Open Data for Sustainable Community
Author | : Neha Sharma |
Publisher | : Springer Nature |
Total Pages | : 314 |
Release | : 2020-12-01 |
ISBN-13 | : 9789813343122 |
ISBN-10 | : 9813343125 |
Rating | : 4/5 (25 Downloads) |
Download or read book Open Data for Sustainable Community written by Neha Sharma and published by Springer Nature. This book was released on 2020-12-01 with total page 314 pages. Available in PDF, EPUB and Kindle. Book excerpt: This book is an attempt to bring value to the enterprise pursuits in the areas of research and innovation around the specific issues in terms of topic selection, open data resources and researcher orientation. Over the last 300 years, industrial revolutions have had game-changing impact on societies. Presently, by and large, we are at the crossroads of the fourth industrial revolution, where phygital systems are going to play a massive role, where digital systems can simulate and go beyond the limitations of the physical world, thereby enabling a new world order. This transformation is cutting across every sphere known to mankind. The world will become a globally localized marketplace.
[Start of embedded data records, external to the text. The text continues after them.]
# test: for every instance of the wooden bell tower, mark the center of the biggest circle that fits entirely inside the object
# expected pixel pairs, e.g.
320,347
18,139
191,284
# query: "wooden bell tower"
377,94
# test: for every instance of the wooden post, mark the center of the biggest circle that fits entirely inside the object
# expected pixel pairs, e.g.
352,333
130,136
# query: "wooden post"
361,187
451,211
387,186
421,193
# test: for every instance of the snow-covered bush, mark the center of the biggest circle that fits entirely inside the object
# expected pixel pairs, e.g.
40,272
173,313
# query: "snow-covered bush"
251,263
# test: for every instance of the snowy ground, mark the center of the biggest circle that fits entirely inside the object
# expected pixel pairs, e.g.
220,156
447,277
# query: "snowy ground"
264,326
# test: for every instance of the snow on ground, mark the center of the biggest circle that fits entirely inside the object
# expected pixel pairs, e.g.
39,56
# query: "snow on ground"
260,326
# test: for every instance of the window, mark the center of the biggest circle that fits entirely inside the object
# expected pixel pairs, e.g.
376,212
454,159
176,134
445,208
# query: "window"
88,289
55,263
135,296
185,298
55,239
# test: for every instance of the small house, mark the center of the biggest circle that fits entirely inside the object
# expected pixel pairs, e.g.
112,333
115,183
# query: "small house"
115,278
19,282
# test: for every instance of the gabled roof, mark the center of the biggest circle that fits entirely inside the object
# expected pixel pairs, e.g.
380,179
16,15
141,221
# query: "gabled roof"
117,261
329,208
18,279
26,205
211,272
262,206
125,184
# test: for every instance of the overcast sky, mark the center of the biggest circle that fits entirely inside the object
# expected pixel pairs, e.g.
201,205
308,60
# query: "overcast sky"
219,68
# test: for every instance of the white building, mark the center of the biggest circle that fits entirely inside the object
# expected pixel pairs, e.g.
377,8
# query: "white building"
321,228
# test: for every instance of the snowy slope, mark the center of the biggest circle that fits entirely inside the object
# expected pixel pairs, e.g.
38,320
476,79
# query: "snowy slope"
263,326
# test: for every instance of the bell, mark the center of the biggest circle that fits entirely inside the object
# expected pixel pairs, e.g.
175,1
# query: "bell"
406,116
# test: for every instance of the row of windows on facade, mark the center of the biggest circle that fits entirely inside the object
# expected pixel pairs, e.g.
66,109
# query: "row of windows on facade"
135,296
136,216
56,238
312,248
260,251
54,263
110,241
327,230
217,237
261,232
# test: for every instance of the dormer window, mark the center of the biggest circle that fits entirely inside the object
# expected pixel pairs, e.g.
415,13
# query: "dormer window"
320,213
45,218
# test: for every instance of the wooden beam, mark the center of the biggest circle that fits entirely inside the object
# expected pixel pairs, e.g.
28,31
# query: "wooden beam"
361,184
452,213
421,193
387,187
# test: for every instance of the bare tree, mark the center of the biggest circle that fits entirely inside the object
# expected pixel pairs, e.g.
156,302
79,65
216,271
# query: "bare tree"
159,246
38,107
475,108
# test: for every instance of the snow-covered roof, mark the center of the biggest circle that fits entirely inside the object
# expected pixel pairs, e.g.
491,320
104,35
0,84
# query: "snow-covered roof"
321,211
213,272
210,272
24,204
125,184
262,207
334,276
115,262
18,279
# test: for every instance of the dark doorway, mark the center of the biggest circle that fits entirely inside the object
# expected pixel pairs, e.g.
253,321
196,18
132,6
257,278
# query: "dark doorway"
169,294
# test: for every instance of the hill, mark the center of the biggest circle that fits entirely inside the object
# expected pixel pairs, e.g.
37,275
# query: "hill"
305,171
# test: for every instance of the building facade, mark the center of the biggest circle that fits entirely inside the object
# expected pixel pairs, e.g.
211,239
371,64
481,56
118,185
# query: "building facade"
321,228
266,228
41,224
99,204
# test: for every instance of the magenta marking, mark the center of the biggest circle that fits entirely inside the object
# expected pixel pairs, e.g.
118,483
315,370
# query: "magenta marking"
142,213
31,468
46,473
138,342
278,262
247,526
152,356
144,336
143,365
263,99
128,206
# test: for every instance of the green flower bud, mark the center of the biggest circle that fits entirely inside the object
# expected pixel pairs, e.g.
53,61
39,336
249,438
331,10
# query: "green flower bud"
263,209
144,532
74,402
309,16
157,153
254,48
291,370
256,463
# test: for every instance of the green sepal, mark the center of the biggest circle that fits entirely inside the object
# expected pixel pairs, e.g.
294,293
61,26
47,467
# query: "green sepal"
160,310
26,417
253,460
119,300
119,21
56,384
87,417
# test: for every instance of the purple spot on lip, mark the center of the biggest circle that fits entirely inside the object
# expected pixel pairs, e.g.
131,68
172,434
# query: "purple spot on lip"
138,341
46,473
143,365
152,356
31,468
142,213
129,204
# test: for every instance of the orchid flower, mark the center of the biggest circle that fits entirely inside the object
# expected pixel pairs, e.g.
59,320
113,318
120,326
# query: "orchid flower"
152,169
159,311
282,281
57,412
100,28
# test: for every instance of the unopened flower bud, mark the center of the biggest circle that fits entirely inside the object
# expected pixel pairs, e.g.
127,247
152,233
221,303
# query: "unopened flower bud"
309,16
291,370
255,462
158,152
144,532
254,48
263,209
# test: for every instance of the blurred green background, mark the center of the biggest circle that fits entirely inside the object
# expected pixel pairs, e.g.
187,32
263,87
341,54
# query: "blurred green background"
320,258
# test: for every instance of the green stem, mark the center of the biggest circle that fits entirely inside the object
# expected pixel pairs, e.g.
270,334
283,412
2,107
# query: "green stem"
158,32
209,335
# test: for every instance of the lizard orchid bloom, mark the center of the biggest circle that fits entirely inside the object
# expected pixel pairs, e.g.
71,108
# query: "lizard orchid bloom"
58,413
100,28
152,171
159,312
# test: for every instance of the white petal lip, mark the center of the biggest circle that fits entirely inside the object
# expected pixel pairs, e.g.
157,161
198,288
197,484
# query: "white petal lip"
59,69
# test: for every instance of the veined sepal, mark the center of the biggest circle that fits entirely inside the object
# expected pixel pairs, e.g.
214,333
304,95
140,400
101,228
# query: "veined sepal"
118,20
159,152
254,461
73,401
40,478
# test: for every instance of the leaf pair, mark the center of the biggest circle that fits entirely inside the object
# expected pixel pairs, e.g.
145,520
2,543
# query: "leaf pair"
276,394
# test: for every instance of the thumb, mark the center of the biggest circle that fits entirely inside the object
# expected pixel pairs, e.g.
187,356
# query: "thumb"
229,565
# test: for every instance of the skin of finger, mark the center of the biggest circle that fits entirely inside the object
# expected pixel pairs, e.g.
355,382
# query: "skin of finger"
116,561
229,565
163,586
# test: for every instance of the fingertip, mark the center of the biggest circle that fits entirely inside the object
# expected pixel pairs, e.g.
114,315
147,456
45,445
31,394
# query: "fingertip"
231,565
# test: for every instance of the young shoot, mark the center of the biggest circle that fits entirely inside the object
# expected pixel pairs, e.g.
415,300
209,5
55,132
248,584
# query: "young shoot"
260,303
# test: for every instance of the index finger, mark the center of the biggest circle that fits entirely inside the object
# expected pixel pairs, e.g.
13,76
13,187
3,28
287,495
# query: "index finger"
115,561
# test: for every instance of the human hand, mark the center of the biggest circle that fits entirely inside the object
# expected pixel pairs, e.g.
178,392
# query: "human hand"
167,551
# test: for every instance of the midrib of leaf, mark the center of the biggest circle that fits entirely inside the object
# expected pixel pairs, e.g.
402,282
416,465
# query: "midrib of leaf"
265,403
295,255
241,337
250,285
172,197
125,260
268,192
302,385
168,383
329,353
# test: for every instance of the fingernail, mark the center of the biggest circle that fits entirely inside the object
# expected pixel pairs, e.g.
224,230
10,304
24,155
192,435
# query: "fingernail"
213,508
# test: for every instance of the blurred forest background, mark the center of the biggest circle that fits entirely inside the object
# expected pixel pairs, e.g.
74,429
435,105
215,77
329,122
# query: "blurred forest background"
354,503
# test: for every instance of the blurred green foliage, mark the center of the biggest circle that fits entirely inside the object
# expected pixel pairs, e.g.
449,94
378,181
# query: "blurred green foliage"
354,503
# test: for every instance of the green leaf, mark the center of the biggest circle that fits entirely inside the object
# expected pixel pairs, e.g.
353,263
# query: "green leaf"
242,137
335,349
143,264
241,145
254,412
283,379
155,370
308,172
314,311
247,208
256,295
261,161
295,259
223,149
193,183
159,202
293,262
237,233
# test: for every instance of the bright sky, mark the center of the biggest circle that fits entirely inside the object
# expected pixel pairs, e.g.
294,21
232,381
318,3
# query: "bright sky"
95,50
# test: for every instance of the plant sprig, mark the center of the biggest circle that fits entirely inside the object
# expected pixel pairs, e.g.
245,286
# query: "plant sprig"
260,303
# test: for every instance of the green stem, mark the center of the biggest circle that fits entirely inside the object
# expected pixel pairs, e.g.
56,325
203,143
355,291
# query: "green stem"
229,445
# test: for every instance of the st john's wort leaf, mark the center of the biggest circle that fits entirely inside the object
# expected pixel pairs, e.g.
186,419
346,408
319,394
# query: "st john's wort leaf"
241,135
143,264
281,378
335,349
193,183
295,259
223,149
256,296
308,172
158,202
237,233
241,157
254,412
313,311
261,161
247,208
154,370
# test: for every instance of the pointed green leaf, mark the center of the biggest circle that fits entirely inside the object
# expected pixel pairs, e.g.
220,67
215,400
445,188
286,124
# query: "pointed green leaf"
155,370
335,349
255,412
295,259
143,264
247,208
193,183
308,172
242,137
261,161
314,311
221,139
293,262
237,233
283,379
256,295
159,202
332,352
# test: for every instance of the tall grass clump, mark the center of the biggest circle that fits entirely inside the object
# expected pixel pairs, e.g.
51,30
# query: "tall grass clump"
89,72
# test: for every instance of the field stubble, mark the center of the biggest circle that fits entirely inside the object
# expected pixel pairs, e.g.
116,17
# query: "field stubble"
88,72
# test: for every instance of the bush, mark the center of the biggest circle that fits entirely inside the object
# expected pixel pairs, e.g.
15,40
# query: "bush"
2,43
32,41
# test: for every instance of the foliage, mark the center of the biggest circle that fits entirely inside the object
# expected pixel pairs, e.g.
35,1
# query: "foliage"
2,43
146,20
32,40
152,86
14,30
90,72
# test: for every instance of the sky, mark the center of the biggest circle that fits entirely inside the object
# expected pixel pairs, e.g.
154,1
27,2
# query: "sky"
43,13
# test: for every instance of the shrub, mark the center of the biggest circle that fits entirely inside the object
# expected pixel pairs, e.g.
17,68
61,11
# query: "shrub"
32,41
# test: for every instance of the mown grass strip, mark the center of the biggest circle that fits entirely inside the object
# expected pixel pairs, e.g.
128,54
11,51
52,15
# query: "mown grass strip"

In today’s business world, sustainability is a corporate agenda. Enterprises are also aiming to be purpose-driven, adaptive and resilient to disruptions. The contributions to community and environment are part of their corporate branding. The book explores and presents a part of the open data sets from government institutions to achieve the sustainable goals at local level, in turn contributing towards global mission. As the topic suggests, the authors are looking at some of the specific issues in the areas of environment, agriculture and health care through the lens of data science. The authors believe that the above three areas chosen have deep relevance in today’s world. The intent is to explore these issues from a data and analytics perspective and identify cracks through which deeper inroads can be made. Conscious efforts have been taken to make use of all the major data science techniques like prediction, classification, clustering, and correlation. Given the above background, deeper waters will be explored through the contents of this book.